- Born: Claire Wilson de Rezende 24 November 1855 Paris, France
- Died: 19 December 1933 (aged 78) Porto, Portugal
- Known for: Painting
- Movement: Naturalism

= Clara de Resende =

Portuguese artist (1855–1933)

Clara de Resende (1855–1933), born Claire Wilson de Rezende, was a Portuguese painter who had only a brief career due to illness. The daughter of the painter, sculptor, and professor of fine arts, Francisco José Resende, her name was given to a secondary school in Porto.
==Early life==
Resende was born in Paris and registered under the name Claire Wilson de Rezende on 24 November 1855. She was the daughter of the Romantic painter, sculptor, and professor of fine arts, Francisco José Resende, (1825–1893), a native of Porto, and of Caroline Wilson, who was English and had met Francisco Resende when he was visiting London. Clara's father came from an upper-middle-class family in Porto. He had already achieved national recognition as an artist, with patrons including high-ranking and influential figures in Portuguese society such as King Ferdinand II. However, his second stay in Paris proved less successful, as he failed to exhibit his works. Shortly after his daughter was born, he and Wilson separated, and a few months later he returned to Porto with Clara. It appears that she remained in contact with her mother, as there is a copy of a message from her father reminding her to write to her mother. Integrated into the circles of Porto's cultural and intellectual elite from a young age, she was recognized by the local press with various periodicals reporting that she would always accompany her father, whether he was exhibiting or visiting galleries, museums and art exhibitions, attending shows, plays, literary salons, or simply carrying out everyday tasks such as buying materials for his paintings.

Resende attended a small school in Porto, run by a Madame Rozalia. Demonstrating an early interest in drawing and painting, at the age of twelve she became a pupil of her father, beginning to study and work with various artistic techniques such as chiaroscuro and sfumato, as well as with different materials, such as pastel and oil paint. Her father exhibited a portrait of her at the Exposition Universelle in Paris in 1867.

==Exhibitions and artistic career==
Deciding to follow in her father's footsteps, her first works were exhibited in 1869, with four of her drawings being presented at the triennial exhibition of the Academy of Fine Arts of Porto, where her father was a professor. Her drawings, all portraits, done with a stump, represented both historical and classical figures such as Alexander the Great and contemporary figures such as the Porto architect and artist Manuel José Carneiro. In 1874 and 1878 she again exhibited at the triennial exhibition, presenting several still life oil paintings and charcoal drawings, adopting naturalism and realism as her own style. In 1877, she also participated in a painting exhibition to reveal young talents from Porto, held at Porto's Crystal Palace.

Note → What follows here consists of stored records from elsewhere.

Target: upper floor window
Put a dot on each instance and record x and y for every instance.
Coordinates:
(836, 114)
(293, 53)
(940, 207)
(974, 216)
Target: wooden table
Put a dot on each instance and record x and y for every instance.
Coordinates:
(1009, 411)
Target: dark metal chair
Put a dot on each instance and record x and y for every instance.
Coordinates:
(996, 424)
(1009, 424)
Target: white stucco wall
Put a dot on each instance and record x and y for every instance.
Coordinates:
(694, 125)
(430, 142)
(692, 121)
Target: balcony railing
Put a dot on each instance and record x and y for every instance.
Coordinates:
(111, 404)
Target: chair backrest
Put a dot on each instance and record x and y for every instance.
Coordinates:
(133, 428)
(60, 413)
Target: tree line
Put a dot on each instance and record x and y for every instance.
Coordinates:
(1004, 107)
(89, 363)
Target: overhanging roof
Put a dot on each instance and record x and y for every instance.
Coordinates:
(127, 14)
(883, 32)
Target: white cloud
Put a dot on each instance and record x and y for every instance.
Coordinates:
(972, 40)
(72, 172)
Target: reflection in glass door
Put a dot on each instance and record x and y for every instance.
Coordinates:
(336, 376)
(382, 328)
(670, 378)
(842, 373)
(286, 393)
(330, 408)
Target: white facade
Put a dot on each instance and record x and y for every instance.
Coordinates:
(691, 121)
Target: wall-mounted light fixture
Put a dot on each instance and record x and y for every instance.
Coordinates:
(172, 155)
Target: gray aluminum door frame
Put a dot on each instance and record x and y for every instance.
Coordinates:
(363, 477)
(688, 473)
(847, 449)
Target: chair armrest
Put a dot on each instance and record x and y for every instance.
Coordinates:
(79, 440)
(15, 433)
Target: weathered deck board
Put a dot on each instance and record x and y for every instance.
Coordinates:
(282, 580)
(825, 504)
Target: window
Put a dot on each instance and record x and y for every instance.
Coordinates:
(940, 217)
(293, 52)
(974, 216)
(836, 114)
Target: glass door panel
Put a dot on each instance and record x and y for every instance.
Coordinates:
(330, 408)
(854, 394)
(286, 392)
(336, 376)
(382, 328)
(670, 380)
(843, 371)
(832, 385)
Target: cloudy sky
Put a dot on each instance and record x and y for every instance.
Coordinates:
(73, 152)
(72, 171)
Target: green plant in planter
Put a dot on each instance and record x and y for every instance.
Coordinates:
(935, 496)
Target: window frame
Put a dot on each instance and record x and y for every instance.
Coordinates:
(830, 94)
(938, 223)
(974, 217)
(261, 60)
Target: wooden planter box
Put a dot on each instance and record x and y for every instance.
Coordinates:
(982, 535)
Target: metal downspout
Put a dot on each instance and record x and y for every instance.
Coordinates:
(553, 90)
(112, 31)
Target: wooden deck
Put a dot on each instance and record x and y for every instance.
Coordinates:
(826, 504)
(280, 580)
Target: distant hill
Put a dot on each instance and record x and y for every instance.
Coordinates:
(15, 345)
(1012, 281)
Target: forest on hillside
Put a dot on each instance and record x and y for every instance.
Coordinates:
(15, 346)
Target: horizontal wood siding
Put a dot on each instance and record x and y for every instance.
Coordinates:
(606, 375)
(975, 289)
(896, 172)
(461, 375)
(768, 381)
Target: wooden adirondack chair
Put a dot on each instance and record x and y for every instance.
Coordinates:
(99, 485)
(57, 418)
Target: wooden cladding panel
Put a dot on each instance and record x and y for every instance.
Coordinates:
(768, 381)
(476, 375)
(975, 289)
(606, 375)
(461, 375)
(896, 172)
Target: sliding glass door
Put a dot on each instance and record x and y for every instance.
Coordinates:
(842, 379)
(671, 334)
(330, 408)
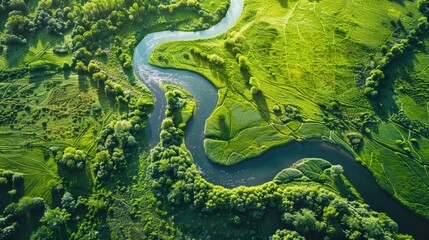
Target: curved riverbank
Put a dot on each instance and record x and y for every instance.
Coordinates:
(265, 167)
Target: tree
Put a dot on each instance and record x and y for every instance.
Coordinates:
(56, 219)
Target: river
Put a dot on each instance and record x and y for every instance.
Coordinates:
(263, 168)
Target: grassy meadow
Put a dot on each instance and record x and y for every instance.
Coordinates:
(292, 71)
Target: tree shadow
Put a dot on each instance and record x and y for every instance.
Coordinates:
(15, 54)
(283, 3)
(83, 82)
(261, 102)
(385, 103)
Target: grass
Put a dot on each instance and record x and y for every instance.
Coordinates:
(306, 54)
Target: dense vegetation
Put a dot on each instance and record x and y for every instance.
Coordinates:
(312, 212)
(342, 72)
(73, 118)
(72, 115)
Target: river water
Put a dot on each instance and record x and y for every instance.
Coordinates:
(263, 168)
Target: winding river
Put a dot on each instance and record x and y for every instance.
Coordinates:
(261, 169)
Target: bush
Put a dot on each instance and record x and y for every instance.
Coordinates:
(73, 159)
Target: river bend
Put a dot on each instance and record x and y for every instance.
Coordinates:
(263, 168)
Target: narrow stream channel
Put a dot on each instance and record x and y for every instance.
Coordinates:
(263, 168)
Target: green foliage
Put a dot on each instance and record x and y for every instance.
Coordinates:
(73, 159)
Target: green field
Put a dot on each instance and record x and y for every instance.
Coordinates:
(73, 117)
(293, 71)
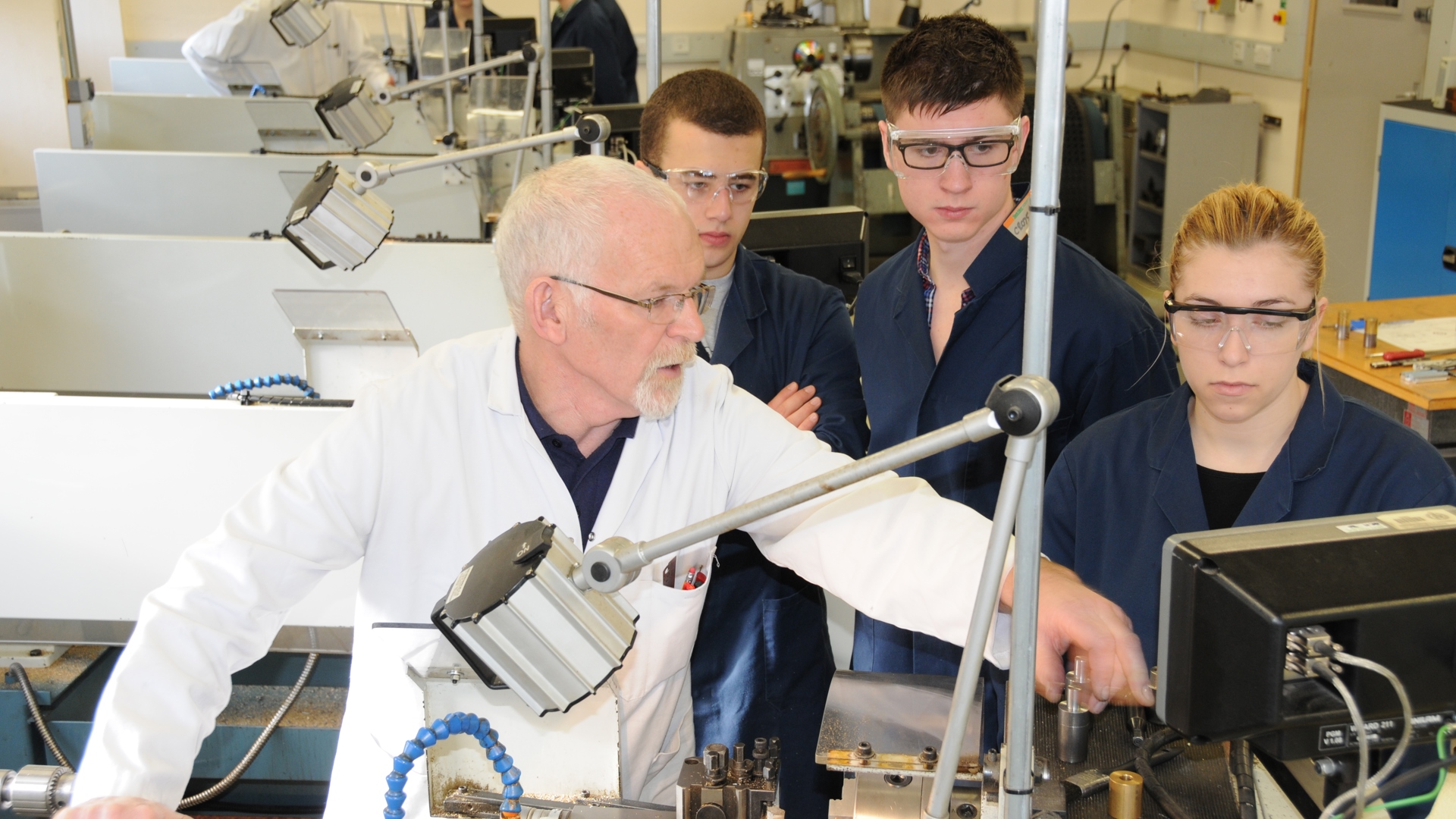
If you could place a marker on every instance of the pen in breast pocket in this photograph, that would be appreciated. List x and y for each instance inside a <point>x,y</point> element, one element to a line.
<point>695,579</point>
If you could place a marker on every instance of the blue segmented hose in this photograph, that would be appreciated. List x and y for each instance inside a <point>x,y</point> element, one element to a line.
<point>277,379</point>
<point>479,727</point>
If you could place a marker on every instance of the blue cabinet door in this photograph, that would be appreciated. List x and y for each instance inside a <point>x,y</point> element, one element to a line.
<point>1414,213</point>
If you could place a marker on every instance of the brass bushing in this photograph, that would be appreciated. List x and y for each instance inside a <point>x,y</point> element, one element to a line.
<point>1125,796</point>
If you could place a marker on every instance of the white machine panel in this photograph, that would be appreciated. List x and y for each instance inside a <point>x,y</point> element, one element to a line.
<point>224,194</point>
<point>237,124</point>
<point>178,316</point>
<point>99,496</point>
<point>145,74</point>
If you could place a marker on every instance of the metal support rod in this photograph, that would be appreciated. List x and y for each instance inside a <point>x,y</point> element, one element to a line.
<point>411,3</point>
<point>629,557</point>
<point>416,47</point>
<point>654,46</point>
<point>69,41</point>
<point>1019,452</point>
<point>1041,259</point>
<point>490,64</point>
<point>548,99</point>
<point>372,175</point>
<point>526,124</point>
<point>443,15</point>
<point>478,31</point>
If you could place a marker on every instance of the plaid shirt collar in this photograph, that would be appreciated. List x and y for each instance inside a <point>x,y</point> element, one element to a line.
<point>922,264</point>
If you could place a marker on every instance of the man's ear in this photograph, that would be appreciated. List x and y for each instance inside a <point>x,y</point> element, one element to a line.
<point>546,309</point>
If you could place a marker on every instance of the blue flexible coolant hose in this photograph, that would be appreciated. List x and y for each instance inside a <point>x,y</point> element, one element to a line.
<point>277,379</point>
<point>452,725</point>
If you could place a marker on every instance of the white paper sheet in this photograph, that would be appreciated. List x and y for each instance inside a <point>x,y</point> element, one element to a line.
<point>1420,334</point>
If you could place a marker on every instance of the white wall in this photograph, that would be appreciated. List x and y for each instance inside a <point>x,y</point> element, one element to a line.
<point>33,99</point>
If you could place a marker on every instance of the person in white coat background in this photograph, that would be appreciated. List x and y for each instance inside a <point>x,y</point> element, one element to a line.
<point>595,413</point>
<point>220,49</point>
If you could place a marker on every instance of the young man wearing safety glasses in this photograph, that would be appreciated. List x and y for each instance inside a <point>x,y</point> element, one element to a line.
<point>940,322</point>
<point>762,664</point>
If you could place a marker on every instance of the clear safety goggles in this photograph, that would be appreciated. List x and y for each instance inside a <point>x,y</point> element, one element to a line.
<point>699,186</point>
<point>1260,331</point>
<point>984,152</point>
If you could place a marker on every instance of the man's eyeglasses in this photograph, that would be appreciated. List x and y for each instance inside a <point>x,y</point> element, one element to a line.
<point>699,186</point>
<point>982,150</point>
<point>1261,331</point>
<point>660,309</point>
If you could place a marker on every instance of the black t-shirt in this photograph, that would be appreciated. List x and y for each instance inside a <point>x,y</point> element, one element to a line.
<point>1225,494</point>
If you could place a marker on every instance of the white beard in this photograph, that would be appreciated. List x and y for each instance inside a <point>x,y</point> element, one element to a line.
<point>655,397</point>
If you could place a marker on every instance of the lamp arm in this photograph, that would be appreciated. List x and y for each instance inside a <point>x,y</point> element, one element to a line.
<point>590,129</point>
<point>1019,406</point>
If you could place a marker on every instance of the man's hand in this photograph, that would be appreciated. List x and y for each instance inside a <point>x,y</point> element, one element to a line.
<point>799,406</point>
<point>1074,620</point>
<point>120,808</point>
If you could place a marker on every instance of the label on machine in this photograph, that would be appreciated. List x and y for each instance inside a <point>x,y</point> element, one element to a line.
<point>1382,732</point>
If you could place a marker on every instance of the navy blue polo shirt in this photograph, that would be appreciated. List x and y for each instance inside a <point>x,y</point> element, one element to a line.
<point>585,479</point>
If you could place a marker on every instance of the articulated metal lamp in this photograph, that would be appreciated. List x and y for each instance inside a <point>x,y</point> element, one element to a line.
<point>338,221</point>
<point>351,114</point>
<point>299,22</point>
<point>552,624</point>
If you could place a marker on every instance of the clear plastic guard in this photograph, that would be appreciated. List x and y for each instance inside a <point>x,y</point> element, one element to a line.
<point>338,309</point>
<point>900,716</point>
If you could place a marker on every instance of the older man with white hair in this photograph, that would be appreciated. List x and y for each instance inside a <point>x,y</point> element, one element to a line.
<point>590,413</point>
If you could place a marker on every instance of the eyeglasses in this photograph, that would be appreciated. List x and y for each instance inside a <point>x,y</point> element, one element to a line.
<point>699,186</point>
<point>1263,331</point>
<point>661,309</point>
<point>982,150</point>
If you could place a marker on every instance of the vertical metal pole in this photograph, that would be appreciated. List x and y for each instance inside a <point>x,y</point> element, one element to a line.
<point>1041,259</point>
<point>478,27</point>
<point>443,15</point>
<point>526,124</point>
<point>545,79</point>
<point>654,46</point>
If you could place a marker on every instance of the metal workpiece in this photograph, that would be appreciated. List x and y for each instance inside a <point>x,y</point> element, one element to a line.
<point>1125,796</point>
<point>36,790</point>
<point>1074,719</point>
<point>529,53</point>
<point>730,786</point>
<point>513,613</point>
<point>1022,403</point>
<point>590,129</point>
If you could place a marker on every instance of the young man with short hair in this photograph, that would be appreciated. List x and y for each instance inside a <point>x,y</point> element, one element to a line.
<point>941,321</point>
<point>762,664</point>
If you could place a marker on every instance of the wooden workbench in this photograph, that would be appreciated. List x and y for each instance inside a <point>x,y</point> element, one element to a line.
<point>1426,409</point>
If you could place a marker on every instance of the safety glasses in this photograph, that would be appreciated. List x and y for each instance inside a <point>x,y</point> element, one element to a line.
<point>661,309</point>
<point>984,152</point>
<point>1261,331</point>
<point>701,186</point>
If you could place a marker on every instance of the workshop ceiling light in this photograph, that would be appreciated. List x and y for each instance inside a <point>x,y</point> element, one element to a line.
<point>335,222</point>
<point>299,22</point>
<point>351,114</point>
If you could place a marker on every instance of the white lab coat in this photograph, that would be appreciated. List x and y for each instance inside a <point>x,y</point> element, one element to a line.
<point>246,36</point>
<point>424,472</point>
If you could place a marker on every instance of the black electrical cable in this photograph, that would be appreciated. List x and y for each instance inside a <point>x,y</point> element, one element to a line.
<point>18,672</point>
<point>1414,774</point>
<point>1241,760</point>
<point>1150,783</point>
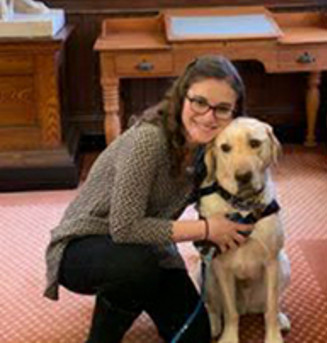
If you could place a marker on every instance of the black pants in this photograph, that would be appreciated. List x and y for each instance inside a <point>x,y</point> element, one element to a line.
<point>127,280</point>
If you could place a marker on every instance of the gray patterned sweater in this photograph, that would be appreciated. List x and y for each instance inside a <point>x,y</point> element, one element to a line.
<point>128,194</point>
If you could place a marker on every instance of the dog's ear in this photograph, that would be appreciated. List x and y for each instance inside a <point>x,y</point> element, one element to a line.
<point>275,146</point>
<point>210,162</point>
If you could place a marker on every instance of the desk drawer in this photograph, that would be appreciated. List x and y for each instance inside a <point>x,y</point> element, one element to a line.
<point>143,64</point>
<point>15,64</point>
<point>302,59</point>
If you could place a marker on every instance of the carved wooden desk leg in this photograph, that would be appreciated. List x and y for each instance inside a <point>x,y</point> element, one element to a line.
<point>49,109</point>
<point>312,106</point>
<point>112,125</point>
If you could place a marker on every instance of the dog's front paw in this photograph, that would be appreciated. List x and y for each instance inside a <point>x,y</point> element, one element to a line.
<point>284,322</point>
<point>275,337</point>
<point>229,336</point>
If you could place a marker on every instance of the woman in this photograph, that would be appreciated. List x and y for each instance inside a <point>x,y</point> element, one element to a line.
<point>117,238</point>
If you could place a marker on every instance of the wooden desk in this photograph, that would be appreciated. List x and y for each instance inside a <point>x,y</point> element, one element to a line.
<point>142,47</point>
<point>32,151</point>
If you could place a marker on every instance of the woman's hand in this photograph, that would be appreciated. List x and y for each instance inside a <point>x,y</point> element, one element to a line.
<point>224,232</point>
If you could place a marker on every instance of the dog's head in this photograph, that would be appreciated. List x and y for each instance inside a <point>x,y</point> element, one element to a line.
<point>240,155</point>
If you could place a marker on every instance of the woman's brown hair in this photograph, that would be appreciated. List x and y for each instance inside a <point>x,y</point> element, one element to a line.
<point>168,112</point>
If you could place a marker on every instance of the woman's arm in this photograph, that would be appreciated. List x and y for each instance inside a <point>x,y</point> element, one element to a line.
<point>217,229</point>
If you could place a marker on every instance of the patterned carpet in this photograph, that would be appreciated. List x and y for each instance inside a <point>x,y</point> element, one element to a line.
<point>26,218</point>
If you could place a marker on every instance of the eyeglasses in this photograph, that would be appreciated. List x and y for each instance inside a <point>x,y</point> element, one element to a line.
<point>200,105</point>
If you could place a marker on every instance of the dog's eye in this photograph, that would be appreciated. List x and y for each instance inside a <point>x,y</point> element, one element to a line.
<point>226,147</point>
<point>254,143</point>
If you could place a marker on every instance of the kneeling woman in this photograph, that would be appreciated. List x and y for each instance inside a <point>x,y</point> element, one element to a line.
<point>117,239</point>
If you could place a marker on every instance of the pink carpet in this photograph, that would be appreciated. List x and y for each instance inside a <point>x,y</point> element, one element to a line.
<point>26,219</point>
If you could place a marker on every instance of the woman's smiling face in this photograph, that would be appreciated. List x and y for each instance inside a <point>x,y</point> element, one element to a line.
<point>208,107</point>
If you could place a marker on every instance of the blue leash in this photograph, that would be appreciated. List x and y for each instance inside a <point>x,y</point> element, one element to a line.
<point>206,259</point>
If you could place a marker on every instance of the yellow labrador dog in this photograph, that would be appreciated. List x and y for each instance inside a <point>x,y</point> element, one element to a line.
<point>250,278</point>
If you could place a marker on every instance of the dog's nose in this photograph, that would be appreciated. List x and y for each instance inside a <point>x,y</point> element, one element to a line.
<point>243,178</point>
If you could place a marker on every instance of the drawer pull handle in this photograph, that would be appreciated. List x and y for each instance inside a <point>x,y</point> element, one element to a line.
<point>144,66</point>
<point>306,58</point>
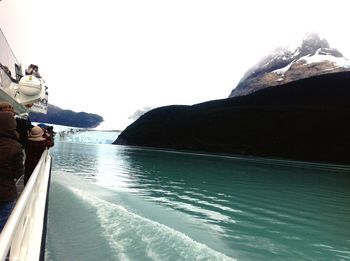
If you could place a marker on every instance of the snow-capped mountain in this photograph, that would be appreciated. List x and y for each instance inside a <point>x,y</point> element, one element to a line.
<point>313,57</point>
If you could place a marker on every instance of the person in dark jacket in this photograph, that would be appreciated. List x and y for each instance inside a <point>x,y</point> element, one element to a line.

==Degenerative disease and last works==
Despite being gifted, Resende had a short artistic life. Before she was 30 she began to suffer from several illnesses including a degenerative disease that deformed her hands. Despite her physical limitations, and with sporadic trips to Paris and the Pyrenees for treatment, she managed in the following years to contribute some works to the Volunteer Firefighters' Bazaar in 1880 and the Fine Arts Bazaar held at the Crystal Palace in 1882. In 1885 and 1888, she participated respectively in the bazaar of the Porto Liberal Association and the Crystal Palace Exhibition dedicated to decorative arts.

==Death==
Resende was looked after by her father until his death in 1893, after which she moved to one of the hospitals of the Santa Casa da Misericórdia in Porto. She died on 19 December 1933, and was buried in the Agramonte Cemetery of Porto, next to her father.

==Tributes and legacy==
Her works are currently mainly in private collections. In 1978 a school that offered technical education to girls in Porto was renamed as the Colégio Estadual Clara de Resende.